Right wing media outlets and social media have made things so much worse, given the speed of dissemination and repetition from platform to platform – Fox, Breitbart, Rush Limbaugh, Sinclair Broadcasting, OAN –

boosts the suspicion and paranoia that is inherent in those most susceptible to believing in conspiracy theories.  Those who limit their information only to right-wing media sources and social media reinforce their paranoid fantasies and are eventually unable to consider that their beliefs are based on bullshit, incapable of admitting that they’ve been wrong.

The Republicans have learned that this right-wing media bubble’s repetition of these conspiracies fires up their base, and an enraged base is a loyal one, more likely to vote because they’re convinced that the other side is out to get them, whether to take away their guns, force them to provide reproductive healthcare to women, prevent them from discriminating against those different from them, or to allow the LGBTQ to marry the person of their choice.  They know that to deny the conspiracy theories their base spreads on social media will cost them votes; since remaining in power is the primary focus of Republicans; it is therefore beneficial for their futures and their bank accounts to spread the conspiracies instead of disproving them.

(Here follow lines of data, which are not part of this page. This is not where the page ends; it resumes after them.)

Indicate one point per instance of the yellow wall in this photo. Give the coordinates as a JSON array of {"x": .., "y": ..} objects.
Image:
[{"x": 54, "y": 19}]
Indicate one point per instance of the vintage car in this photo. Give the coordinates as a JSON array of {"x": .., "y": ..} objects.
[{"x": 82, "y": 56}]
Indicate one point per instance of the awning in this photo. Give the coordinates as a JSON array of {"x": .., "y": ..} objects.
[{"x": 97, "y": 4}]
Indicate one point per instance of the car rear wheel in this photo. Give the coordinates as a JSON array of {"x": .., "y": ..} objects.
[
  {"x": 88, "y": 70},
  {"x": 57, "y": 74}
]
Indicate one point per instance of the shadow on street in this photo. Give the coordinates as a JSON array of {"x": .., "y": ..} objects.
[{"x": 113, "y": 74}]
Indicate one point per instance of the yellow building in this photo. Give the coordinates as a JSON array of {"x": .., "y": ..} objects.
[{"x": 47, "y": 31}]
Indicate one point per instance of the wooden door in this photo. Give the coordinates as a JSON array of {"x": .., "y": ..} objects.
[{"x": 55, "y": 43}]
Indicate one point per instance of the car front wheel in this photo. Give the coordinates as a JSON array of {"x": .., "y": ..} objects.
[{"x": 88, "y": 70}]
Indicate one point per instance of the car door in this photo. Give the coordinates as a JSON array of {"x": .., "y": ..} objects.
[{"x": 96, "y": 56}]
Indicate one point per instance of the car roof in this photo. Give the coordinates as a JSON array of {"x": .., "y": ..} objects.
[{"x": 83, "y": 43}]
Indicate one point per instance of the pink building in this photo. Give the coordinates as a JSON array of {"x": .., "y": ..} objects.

It is no surprise, therefore, that we are now living with a person in the White House who believes in any number of wild conspiracy theories – Birtherism, QAnon, Joe Scarborough as a murderer, Ted Cruz’s father killed JFK, etc. – and has a fervent and devoted base willing to believe pretty much anything that spews from his word hole.  We have been brought to this precipice of disaster by a Republican Party more focused on ‘othering’ than on governing, on enriching themselves than on what’s best for the country, and on preventing everyone from voting than on changing to meet the country as it is now rather than as it was in the 1950’s. 

Max Boot’s columns clearly reveal that he recognizes that the presidency of Donald Trump is a feature, not a bug, of the Republican Party and its policies, and I believe that he is sincere in stating that they all have to go.  I just wish he wouldn’t give them any chance at using Trump as an excuse to remain as they are in any way, shape or form.

While it seems necessary for there to be two parties, one liberal and the other conservative, in order to have a functioning democracy, the inability of the Republicans to actually function within a democracy puts that premise to rest.  Eventually, a conservative party may reconfigure itself in a way that does not automatically disenfranchise those outside itself, focusing the policies it espouses on making life better for everyone, spreading the wealth more equally to all without using divisive rhetoric and criminalization to hold down the ‘others’, but that isn’t going to happen anytime soon.  Until then, there should be no escape hatch for any of them.

The Republican Party must be crushed under the boot of democracy, and all those who have benefitted from their minority monopolization on the levers of power kept out of public life and media – no more ‘both sides’ crap.  The Democrats want equality and equity, with safe, widespread access to the vote for everyone, since they know that encouraging the electorate to participate is the best way to ensure that they feel like their voices have been heard. Trump ran as a Republican because of their white nationalism and paranoia.  He knew that he’d never convince Democrats to support him.